Abstract: Artificial intelligence (AI) has increasingly become an integral part of our daily lives, spanning diverse areas ranging from sleep to air traffic control. Given that sleep constitutes one-third of our lives, machine learning (ML) algorithms, a subset of AI, have been developed to detect and diagnose sleep-related problems, such as apnea, as well as to create intelligent devices that monitor sleep quality using oxygen saturation (SpO2), electrocardiogram (ECG), and electroencephalogram (EEG). ML has also found application in sports research, where it can predict injuries within one-day, seven days, and one-month windows, and prevent non-contact injuries among professional football players by analysing GPS data and identifying the risk factors that could lead to injuries. Combining ML with robotics has led to the development of highly advanced and intuitive robotic prosthetics that mimic natural limb movements and provide greater independence and mobility for people with limb loss or differences. To this end, the force estimator, which uses electromyography (EMG) and ML, was developed. EMG signals are also being utilized in the development of voiceless sound recognition systems with potential applications in silent speech interfaces and even vocal coaching and therapy. Natural language processing (NLP) and ML have enabled AI to more effectively analyse and interpret the emotional content and sentiment of language, leading to the development of applications such as sentiment analysis with personalized reports for restaurant owners, and personalized recommendations for improvement. Additionally, ML algorithms can be used to forecast wind speed and direction over very short ranges, a critical factor in air traffic operations, which allows for more accurate and efficient scheduling and routing of flights. In the search and optimization of machine learning models, bio-inspired techniques such as genetic algorithms and swarm optimization can be utilized to develop accurate and efficient predictive models in various fields, such as healthcare and natural language processing. Finally, the acceleration of ML models is an essential component of their deployment, with field-programmable gate arrays (FPGAs) implemented to achieve high-throughput ANN and CNN models. 
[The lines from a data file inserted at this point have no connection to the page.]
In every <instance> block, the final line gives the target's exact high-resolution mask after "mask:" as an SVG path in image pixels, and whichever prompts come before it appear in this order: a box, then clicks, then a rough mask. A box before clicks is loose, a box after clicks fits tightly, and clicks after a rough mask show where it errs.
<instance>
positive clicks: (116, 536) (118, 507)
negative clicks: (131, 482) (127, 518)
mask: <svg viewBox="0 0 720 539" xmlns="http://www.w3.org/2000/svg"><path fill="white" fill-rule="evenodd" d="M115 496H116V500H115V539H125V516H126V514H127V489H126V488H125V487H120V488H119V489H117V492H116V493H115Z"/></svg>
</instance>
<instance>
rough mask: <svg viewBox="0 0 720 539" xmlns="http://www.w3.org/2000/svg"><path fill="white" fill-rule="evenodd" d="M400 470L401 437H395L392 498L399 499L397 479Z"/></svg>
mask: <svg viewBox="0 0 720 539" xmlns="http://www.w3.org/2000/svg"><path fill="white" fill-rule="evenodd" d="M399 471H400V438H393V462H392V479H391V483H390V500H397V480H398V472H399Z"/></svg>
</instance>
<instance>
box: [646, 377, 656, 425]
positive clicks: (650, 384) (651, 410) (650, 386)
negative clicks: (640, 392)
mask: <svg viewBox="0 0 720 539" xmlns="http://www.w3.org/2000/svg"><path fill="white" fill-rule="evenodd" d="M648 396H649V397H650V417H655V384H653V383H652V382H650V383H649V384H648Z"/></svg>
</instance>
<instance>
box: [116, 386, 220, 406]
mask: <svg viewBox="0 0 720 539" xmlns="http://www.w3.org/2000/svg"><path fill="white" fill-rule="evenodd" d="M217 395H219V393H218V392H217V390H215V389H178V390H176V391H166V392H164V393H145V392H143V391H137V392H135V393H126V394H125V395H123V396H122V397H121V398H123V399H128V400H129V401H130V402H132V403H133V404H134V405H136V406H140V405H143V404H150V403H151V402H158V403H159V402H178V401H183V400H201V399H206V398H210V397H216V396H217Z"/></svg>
Bio: Sheikh Shanawaz Mostafa is currently a postdoctoral researcher in ARDITI and ITI/LARSys; he received a Ph.D. Degree from Instituto Superior Técnico of the University of Lisbon, Portugal, in 2020. He has a multi-disciplinary education; B.Sc. Eng. Degree in Electronics & Communication, M.Sc. in Biomedical, and Ph.D. in Electrical and Computer. His research varies from biomedical to agriculture, and natural language processing, with the hardware implementation and the core being machine learning and artificial intelligence. He worked on several research projects with companies and academic settings.